バン! とあまりにも大きな音が聞こえたのち……。
「あ、あ!」
紅葉は床の上でのたうち回った。痛い。物凄く痛い。血が流れる。どうして死ねないの。夢の中でこめかみに弾丸を、銃を、撃ち抜いて、でも、とにかく痛い、とんでもない痛み、今までの人生で味わったことのない、もはや“痛み”しか自分にはないような気がして……。
「おはようございます」
紅葉は目覚めた。全身に汗を掻いていた。
「え。え?」
「死ねませんでしたね。ちょっと意識を侵食する危険性を感じたので接続をカットさせてもらいましたよ」
「え、え? 死ねなかった?」今、もはや痛みはない。ただ目を見開くことがちょっと止められず、しばらく呆然としていた。「だって、夢とはいえ、銃で頭を」
すると十三は黄色いヘッドホンを外しながら説明した。
「こめかみに撃った場合、最悪、脳を貫通しないで骨で止まっちゃうんですよ」
「え?」
「自殺する場合、額に銃口を当てた方が良かったですね」と、十三は右手で銃の形を作り、自身の額に人差し指を当てた。「バン! と。そしたら一思いに死ねたかと」
「は、はあ」
「日本が銃社会だったらやり方わかってましたかねぇ。それとも銃社会だったらさっきみたいにもうとっくに痛み踠きながら死んでいたのでしょうか」
紅葉はゾッとした。そんな彼女を無視して、十三は訊ねた。
「で、どうします? まだ時間ありますけど、もう一回拳銃自殺チャレンジします?」
「いえ、しません!」
と、紅葉はつい大声を出してしまった。確かに十三のアドバイスは頷ける。しかし、だからと言って額を撃ち抜けば確実に、いや、絶対に死ねるかどうかの保証はないし、何といっても失敗した直後である、同じように拳銃自殺を図る気は失せていた。それは圧倒的な恐怖だった。

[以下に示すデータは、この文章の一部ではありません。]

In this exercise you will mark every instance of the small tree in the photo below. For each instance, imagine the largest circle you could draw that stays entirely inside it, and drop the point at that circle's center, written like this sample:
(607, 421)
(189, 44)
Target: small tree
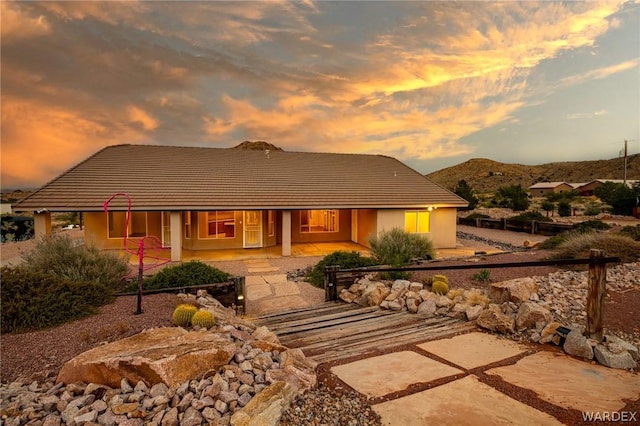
(548, 206)
(513, 197)
(465, 191)
(564, 208)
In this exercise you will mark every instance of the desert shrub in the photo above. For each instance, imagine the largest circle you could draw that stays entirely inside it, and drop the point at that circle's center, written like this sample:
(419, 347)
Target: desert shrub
(397, 248)
(61, 257)
(592, 225)
(483, 276)
(35, 299)
(345, 259)
(579, 244)
(564, 208)
(188, 274)
(631, 232)
(592, 209)
(475, 216)
(529, 216)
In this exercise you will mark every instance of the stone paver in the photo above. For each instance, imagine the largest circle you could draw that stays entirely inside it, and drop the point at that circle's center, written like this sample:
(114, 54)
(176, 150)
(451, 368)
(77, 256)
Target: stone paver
(473, 349)
(568, 382)
(466, 401)
(393, 372)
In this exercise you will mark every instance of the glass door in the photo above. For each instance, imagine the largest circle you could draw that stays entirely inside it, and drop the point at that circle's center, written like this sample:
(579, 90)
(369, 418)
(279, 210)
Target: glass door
(252, 229)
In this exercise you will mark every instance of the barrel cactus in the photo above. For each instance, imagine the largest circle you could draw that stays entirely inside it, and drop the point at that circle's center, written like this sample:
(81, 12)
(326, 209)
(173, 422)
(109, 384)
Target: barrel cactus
(440, 287)
(203, 318)
(182, 314)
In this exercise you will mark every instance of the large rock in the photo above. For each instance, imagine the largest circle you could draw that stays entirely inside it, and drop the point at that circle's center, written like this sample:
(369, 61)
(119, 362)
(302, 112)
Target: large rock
(265, 409)
(493, 319)
(530, 315)
(614, 356)
(168, 355)
(517, 290)
(577, 345)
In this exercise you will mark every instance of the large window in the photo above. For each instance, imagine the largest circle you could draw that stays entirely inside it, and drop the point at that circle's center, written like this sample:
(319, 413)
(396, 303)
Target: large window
(417, 221)
(217, 224)
(137, 224)
(318, 221)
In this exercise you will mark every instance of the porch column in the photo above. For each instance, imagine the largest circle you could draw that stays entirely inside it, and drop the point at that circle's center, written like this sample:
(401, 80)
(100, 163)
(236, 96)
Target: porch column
(175, 221)
(41, 224)
(286, 233)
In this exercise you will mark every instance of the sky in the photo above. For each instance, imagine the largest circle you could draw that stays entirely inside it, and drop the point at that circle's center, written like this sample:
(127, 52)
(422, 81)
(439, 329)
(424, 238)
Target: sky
(432, 84)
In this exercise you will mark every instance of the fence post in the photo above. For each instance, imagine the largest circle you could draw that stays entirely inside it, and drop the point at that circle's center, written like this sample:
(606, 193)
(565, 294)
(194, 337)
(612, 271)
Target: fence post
(596, 295)
(238, 283)
(330, 283)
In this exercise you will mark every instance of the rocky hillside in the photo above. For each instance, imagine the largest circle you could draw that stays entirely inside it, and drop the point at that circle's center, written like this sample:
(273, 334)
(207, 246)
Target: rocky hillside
(486, 175)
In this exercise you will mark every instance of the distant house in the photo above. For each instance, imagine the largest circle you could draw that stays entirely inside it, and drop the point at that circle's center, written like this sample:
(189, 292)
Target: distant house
(541, 189)
(588, 189)
(212, 198)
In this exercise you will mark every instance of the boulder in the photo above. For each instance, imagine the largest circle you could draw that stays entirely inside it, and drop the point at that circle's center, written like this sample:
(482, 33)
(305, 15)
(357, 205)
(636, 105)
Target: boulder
(614, 356)
(427, 308)
(577, 345)
(517, 290)
(493, 319)
(530, 314)
(265, 409)
(168, 355)
(473, 312)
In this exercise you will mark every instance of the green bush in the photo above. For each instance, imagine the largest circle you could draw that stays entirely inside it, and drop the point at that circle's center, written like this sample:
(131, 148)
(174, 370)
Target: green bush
(34, 299)
(345, 259)
(591, 225)
(397, 248)
(60, 256)
(578, 245)
(189, 274)
(529, 216)
(631, 232)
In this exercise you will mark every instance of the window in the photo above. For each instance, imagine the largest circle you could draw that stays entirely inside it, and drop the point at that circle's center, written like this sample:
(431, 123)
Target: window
(118, 220)
(216, 224)
(271, 222)
(313, 221)
(186, 219)
(417, 221)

とんでもない、あまりにもとてつもない痛みだった。明晰夢の中だけあってあまりにもリアルな痛覚を自分は感じていた。今、この現実世界においてその痛みは全く亡くなっていたが、だからあんな痛みを感じたくないがために今日ここで自殺のテストをしにきたのに話が違うと半ば十三に怒りを覚えていた。しかしその怒りが一方的な怒りであることもわかっていたため、紅葉は気持ちを処理するのにちょっと時間がかかり、やや頭を抱えた。
「頭痛ですか」
「ちょっと、ちょっと待っててください。気持ちを落ち着けたくて」
「自殺は落ち着いたら終わりだと思いますけどねぇ」
「いいから」
「はい」
なんて能天気な人だろう。あんたのせいで私はありえない痛みを感じたのに……と思ったがそれを望んだのは自分であり自分の知識不足が原因なので、十三に怒りを覚えるのはちょっと自分勝手だと思い、とにかく紅葉は、しばし頭を抱え、やがて十三に目をやった。
「大丈夫です」
「あ、やめます?」
「いえ、また死にます」
「はい、わかりました」と、十三は足を組んだ。「では次はどんな死に方を?」
「そうですね……」
しばし逡巡した後、十三が白衣を着ていることにふと気づき、思いついた。
「毒がいいです」
「毒ですか」
「どんな毒がありますかね。毒の知識はなくて」
「銃もそうですけど毒もわかりませんねぇ。でも、そういえば子どもの頃読んだ漫画で、青酸カリはショック死ってありましたね」
「じゃ、青酸カリで」
「ふむ。飲むタイプ? それとも注射器でしょうか」
「カプセルで。錠剤とか粉薬は苦そう」
今度こそ確実に安らかな死を、と思い、紅葉は計算をするのだった。
「では、それで行きましょう。頑張って死んでください」
なんかちょっとイラッとするな、と思いつつ、紅葉は再びベッドに横になる。
横目でヘッドホンをかけ、スイッチを入れる十三を見て、ちょっと思った。
この人はなんだか、やりたいことをやれていて、いいなぁ、と。
とにかく『眠れ良い子よ』のメロディが流れ始め、自分は眠りの世界へと落ちていく。今度こそ安らかな死を。水で、カプセルで、飲んで、青酸カリで、ショック死する。そしたら痛みも苦しみもなく逝くことができるだろう。今度こそ自分は、死ぬことができる……そんなことを考えた辺りで、紅葉は睡眠に突入した。